Background
I had recently been gifted a Lenovo Thinkpad X220. This specific laptop was chosen due to its solid performance on FreeBSD and common usage amongst FreeBSD developers. In setting it up, I decided that I wanted to ditch BIOS and go pure UEFI. This triggered a small journey. =)
Rough Beginning
The first problem I ran into was with the install media/head snapshot that I downloaded. Excellent, it begins already! I ran smack dab into the problem described in PR 224825 ("Screen corruption booting 20171227 snapshot"). The kernel, immediately upon execution by loader, would draw the screen in a subset of the screen - seemingly at a lower resolution than the screen and heavily distorted. The end result is that the console is effectively unusable, especially for install media. The documented workaround is to do one of two things:
- Break into a loader prompt and manually set a GOP mode prior to booting
- Add `gop set X` to loader.rc.local
#1 requires you to remember to do this on every boot, and #2 is not a sustainable long-term solution for me due to lualoader, which I'll write about some other day. #2 is also not something you can, in good conscience, bake into a release image. I note here that if I weren't a FreeBSD developer myself then I would've likely punted the install media off of my flash drive in a heartbeat and chosen something else... this wouldn't have been a very good first impression. =(
The fix for this started with r331321. Further investigation had revealed to me that boot1.efi was choosing a console mode that would put the system into a higher resolution, but GOP would seemingly not reflect this change. We rely on GOP or UGA to tell us the size of the current framebuffer so that we can pass that on to the kernel, so when GOP is reporting 640x480 after your screen resolution has been set to 1024x768... well, that gives you the above mentioned problem.

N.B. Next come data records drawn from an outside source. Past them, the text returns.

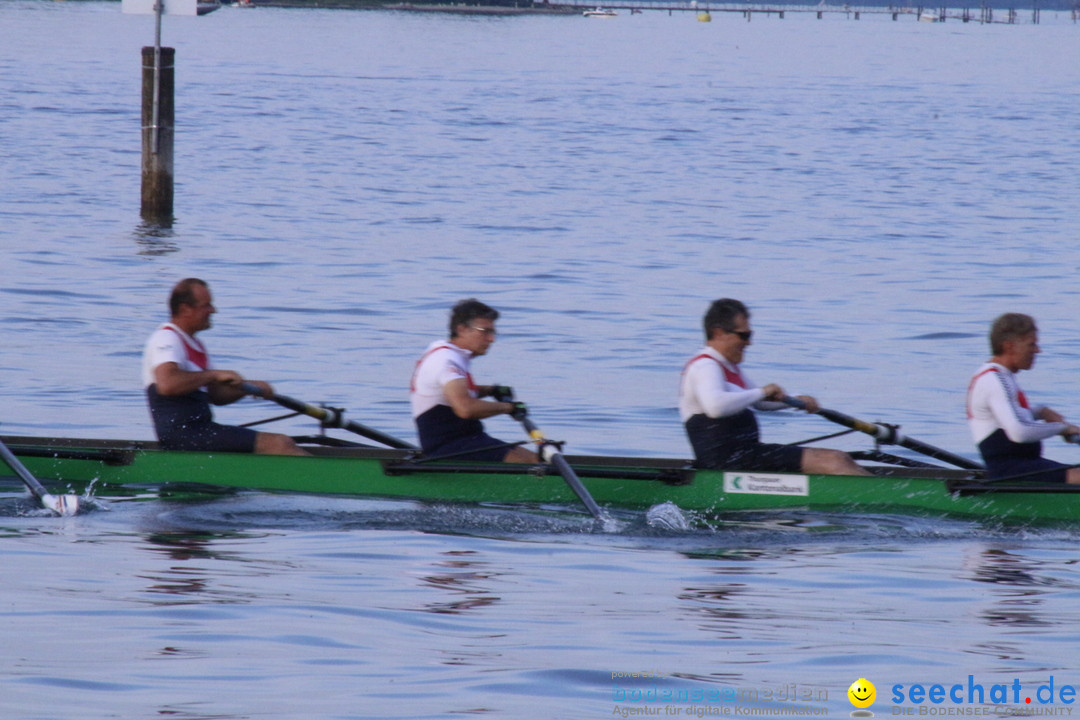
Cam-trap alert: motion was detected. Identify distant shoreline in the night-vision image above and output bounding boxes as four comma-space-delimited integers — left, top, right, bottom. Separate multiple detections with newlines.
247, 0, 1080, 15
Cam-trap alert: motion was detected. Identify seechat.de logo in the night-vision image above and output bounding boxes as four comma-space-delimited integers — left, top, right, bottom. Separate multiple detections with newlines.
848, 678, 877, 718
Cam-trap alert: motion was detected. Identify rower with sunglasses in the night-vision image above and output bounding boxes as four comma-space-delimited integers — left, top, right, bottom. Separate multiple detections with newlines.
678, 298, 868, 475
409, 298, 538, 463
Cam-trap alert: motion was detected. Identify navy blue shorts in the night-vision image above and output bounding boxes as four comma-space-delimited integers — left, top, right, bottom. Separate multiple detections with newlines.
427, 433, 511, 462
986, 458, 1068, 483
717, 443, 802, 473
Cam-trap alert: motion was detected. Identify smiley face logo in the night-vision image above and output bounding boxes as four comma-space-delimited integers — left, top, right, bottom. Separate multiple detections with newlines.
848, 678, 877, 708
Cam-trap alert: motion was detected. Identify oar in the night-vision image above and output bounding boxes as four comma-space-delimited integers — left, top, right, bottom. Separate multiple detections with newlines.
241, 382, 417, 450
0, 440, 79, 517
518, 415, 608, 520
784, 397, 984, 470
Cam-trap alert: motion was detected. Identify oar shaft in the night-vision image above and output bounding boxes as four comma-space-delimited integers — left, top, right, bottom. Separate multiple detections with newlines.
522, 416, 604, 519
0, 441, 49, 500
784, 397, 983, 470
241, 382, 416, 450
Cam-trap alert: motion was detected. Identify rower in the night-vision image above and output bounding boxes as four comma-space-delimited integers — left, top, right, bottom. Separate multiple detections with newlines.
678, 298, 869, 475
143, 277, 309, 454
409, 298, 538, 463
968, 313, 1080, 485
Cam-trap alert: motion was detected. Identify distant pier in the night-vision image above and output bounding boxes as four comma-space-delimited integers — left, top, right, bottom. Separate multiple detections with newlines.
257, 0, 1080, 25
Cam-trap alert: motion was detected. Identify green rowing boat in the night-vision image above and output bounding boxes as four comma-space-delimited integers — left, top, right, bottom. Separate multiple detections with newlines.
0, 436, 1080, 522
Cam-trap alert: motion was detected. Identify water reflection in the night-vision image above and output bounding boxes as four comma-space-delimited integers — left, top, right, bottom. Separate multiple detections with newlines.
421, 551, 501, 614
138, 532, 265, 606
966, 547, 1059, 627
132, 217, 180, 256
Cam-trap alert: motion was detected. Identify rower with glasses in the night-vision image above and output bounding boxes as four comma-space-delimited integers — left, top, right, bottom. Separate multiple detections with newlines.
409, 298, 538, 463
678, 298, 869, 475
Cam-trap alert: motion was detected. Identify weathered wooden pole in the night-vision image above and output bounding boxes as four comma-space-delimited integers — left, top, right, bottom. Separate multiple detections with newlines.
140, 46, 176, 220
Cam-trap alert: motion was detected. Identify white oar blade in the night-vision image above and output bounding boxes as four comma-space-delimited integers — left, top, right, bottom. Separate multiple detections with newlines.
41, 494, 79, 517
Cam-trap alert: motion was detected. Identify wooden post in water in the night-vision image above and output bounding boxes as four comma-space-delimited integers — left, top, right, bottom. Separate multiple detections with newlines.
140, 47, 176, 220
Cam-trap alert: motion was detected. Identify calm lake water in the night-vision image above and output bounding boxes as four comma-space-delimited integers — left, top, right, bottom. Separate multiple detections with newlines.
0, 0, 1080, 719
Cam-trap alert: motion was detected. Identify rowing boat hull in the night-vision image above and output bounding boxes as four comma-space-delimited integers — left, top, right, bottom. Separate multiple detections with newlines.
0, 437, 1080, 522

r331321 addresses this by deferring any mode selection until loader.conf(5) has been read, but before we draw anything of use. It actually adds an efi-autoresizecons loader command that does the dirty work, then we either do or do not invoke this in Forth/Lua. This may not be the cleanest of ways to do it, but we decidedly *do* want to do mode selection after loader.conf(5) has been read in so that the system user can effectively limit their console resolution if they'd like (see: efi_max_resolution). The last of the documentation changes for this work is in head as of r331470; any revision after that should be OK.
More Rough Patches
Next up was actually something I hadn't stumbled upon naturally. I had been helping out imp with testing some of his loader patches on ZFS systems (GELI and non-GELI). I figured out why it was failing with ZFS in general, and things were going well in that nature. His patches had actually helped a $work Lenovo that would fail to boot with the TPM enabled, but I think that's a story for another day. Anywho- his long term goal is to actually use UEFI variables more effectively, so I decided to take a look at efivar(8) and efibootmgr(8). This took us through some more rough waters! Read on.
Using UEFI Runtime Services
FreeBSD has had support for runtime services since kib introduced them in r306097. Shout out to kib, he's awesome. Anyways- EFI runtime services are exposed by either compiling your kernel with `options EFIRT` or loading efirt.ko. This will expose a /dev/efi node that efivar(8) and efibootmgr(8) interact with via ioctl(2). It becomes quickly apparent from this X220 and the $work Lenovo mentioned earlier that we have two general runtime service problems:
- On the $work Lenovo, efirt loads fine but any use of efivar(8)/efibootmgr(8) results in an immediate kernel panic.
- On the X220, efirt panics the kernel immediately upon load.
Tracking Things Down
This part is actually really luck-filled, so please don't interpret it as if I had any idea what I was doing.
Problem #1
This was the first problem I ran into. Naturally, I asked kib about it. He wasn't able to pin down the cause of the problem, but the information I was able to give him showed that the UEFI implementation was trying to jump into boot services memory. Being in the kernel proper, this is really bizarre and we almost wrote the whole thing off as a firmware bug. I tried to try other OS to see if others found a way on this laptop, but my attempts to attempt were all met with failure of one of three forms:
- OS did not have a full live distro that I could play with (i.e. full userland),
- OS did not boot, or
- OS would boot UEFI but somehow still no access to UEFI stuff was granted
I was at a loss. I reviewed all kinds of UEFI documentation but nothing hinted at what could cause this, so I entered "let's just keep panicking" mode. Eventually, I stumbled across SetVirtualAddressMap.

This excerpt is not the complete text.